# FS/Vailtail Angels/Giraffe Cichlid(Nimbochromis Venustus)/Haplochromis Obliquidens



## Slopster (Mar 14, 2011)

Allright here we go Black Vailtail Angels for sale about the size of a Quarter in great health $7.00 ea,
Also Giraffe Cichlids(Nimbochromis Venustus) Females only 3.5-4 inch healthy and nice color $15.00 ea
and FS/Haplochromis Obliquidens 2-2.5 inch in size just coming into color $15ea or $25 for a pair I have Males and Females
see attached pics

Pic1 Vailtail
Pic2 Giraffe Cichlid
Pic3 and 4 Hap Obliquidens

Thanks for looking and these are a great deal


----------



## TangLover (Sep 26, 2011)

pick up only?
and r the angels a breading pair or do u have males and females


----------



## Jeebz (Sep 28, 2011)

Wish I had space.
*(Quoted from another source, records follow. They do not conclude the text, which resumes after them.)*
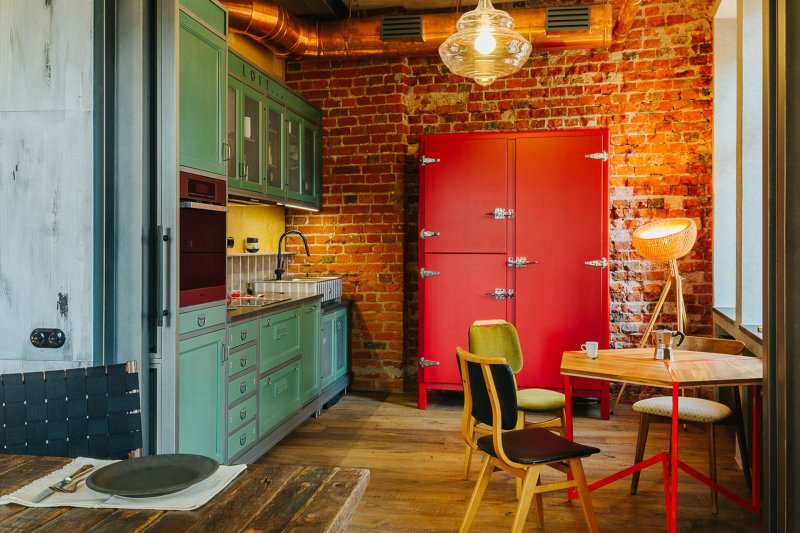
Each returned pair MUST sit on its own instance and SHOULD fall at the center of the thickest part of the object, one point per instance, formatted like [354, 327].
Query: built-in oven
[202, 239]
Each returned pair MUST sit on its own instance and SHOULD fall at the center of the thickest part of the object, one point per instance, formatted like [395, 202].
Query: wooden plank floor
[415, 460]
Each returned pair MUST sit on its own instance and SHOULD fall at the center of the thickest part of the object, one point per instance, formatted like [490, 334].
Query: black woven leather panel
[88, 412]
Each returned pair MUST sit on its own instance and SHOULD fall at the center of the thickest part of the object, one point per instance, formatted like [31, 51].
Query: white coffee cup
[590, 347]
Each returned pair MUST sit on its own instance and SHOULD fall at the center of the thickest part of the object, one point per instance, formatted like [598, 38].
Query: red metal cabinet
[495, 199]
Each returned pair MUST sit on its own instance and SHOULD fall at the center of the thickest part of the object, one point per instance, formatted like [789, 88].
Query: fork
[70, 483]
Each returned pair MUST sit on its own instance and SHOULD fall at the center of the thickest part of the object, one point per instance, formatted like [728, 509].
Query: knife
[49, 490]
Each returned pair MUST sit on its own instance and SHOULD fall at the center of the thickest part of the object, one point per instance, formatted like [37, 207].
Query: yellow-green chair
[498, 338]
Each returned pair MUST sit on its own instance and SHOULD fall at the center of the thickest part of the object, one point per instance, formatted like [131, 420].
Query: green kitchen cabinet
[278, 396]
[334, 346]
[202, 93]
[245, 136]
[201, 395]
[310, 368]
[276, 142]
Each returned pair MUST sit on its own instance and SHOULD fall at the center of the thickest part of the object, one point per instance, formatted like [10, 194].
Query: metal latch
[519, 262]
[602, 263]
[500, 214]
[501, 294]
[598, 155]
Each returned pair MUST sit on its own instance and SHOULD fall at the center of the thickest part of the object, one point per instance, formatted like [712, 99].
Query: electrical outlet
[48, 338]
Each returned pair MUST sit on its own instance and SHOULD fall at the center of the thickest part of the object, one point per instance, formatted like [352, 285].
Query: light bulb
[485, 42]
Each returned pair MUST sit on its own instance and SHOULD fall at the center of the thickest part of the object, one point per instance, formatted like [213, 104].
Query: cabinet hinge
[598, 155]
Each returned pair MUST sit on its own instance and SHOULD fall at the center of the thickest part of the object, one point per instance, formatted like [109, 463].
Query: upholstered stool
[689, 410]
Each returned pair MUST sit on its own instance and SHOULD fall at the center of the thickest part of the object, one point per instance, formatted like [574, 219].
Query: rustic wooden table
[262, 498]
[685, 369]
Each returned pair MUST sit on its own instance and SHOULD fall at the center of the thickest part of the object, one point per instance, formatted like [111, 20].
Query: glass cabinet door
[275, 144]
[252, 139]
[293, 138]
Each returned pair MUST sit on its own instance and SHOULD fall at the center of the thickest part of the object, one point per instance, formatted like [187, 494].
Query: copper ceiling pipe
[271, 25]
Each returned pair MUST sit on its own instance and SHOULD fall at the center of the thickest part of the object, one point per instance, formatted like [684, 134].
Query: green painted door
[294, 128]
[309, 379]
[327, 353]
[201, 395]
[276, 182]
[202, 81]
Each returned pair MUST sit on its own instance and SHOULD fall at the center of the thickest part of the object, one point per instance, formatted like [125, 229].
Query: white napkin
[184, 500]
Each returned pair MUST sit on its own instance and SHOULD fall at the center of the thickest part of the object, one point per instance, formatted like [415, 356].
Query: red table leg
[672, 504]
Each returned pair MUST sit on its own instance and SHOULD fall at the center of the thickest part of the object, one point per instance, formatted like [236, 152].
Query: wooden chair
[498, 338]
[697, 410]
[490, 396]
[88, 412]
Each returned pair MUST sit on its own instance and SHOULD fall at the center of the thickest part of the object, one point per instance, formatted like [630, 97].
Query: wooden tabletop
[262, 498]
[689, 369]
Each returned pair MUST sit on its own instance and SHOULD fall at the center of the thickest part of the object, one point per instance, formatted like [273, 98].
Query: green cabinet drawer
[279, 397]
[240, 387]
[243, 412]
[202, 318]
[280, 338]
[242, 360]
[241, 439]
[242, 332]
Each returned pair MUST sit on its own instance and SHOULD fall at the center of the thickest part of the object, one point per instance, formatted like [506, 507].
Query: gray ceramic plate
[152, 475]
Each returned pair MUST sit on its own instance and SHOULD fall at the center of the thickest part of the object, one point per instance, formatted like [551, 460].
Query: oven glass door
[202, 256]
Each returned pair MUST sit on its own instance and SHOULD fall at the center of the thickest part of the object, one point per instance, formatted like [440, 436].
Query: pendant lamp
[485, 46]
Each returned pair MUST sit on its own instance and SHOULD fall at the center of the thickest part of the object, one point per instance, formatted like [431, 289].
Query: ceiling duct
[271, 25]
[401, 27]
[567, 18]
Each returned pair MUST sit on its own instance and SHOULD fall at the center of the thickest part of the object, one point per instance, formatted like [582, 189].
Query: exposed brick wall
[653, 94]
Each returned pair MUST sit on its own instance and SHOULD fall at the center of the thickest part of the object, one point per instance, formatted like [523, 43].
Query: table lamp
[666, 240]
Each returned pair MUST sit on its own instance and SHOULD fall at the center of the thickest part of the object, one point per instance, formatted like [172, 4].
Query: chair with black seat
[498, 338]
[697, 410]
[82, 412]
[490, 396]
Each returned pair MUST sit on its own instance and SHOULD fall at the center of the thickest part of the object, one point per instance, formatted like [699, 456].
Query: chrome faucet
[279, 271]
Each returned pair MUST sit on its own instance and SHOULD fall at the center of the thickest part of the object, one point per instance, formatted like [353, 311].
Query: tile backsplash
[252, 267]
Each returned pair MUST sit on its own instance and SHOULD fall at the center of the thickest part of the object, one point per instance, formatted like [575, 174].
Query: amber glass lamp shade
[485, 46]
[665, 240]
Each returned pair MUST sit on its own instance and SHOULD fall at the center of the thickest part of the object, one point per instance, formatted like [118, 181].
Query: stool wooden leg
[712, 465]
[741, 436]
[641, 442]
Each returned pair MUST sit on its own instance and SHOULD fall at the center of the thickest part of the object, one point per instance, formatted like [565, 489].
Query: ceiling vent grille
[401, 27]
[567, 18]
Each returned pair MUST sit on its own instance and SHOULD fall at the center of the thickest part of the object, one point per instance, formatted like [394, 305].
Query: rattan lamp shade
[665, 240]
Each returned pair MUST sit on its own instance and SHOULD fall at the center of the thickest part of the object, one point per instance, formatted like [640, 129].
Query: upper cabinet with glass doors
[289, 161]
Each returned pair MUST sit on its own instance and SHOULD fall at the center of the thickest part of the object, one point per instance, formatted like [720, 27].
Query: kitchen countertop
[246, 311]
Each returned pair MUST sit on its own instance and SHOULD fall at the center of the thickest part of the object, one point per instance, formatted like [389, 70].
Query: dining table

Great deal on some gorgeous fish.


----------



## Slopster (Mar 14, 2011)

TangLover said:


> pick up only?
> and r the angels a breading pair or do u have males and females


Pick up only,i can make an exception your in surrey so am I, I can deliver depends on how many you want?, little hard to determine sex when they are at the size of a Quarter,


----------



## TangLover (Sep 26, 2011)

Well what if i take 2 angels ? 

they look like a cool size to watch grow


----------



## Slopster (Mar 14, 2011)

yup that will work.


----------



## Slopster (Mar 14, 2011)

Bump to the top


----------



## Slopster (Mar 14, 2011)

bump bump.....


----------



## Slopster (Mar 14, 2011)

bump bump bump


----------



## Slopster (Mar 14, 2011)

friday bump..


----------



## Slopster (Mar 14, 2011)

Weekend Bump, c'mon people still available, good looking fish


----------



## Slopster (Mar 14, 2011)

bump to the top still available


----------



## Slopster (Mar 14, 2011)

Bump it up again


----------



## Slopster (Mar 14, 2011)

all still available


----------



## Brisch (May 13, 2010)

you do not have haplochromis obliquedens you have haplochromis sp.44, thick skins


----------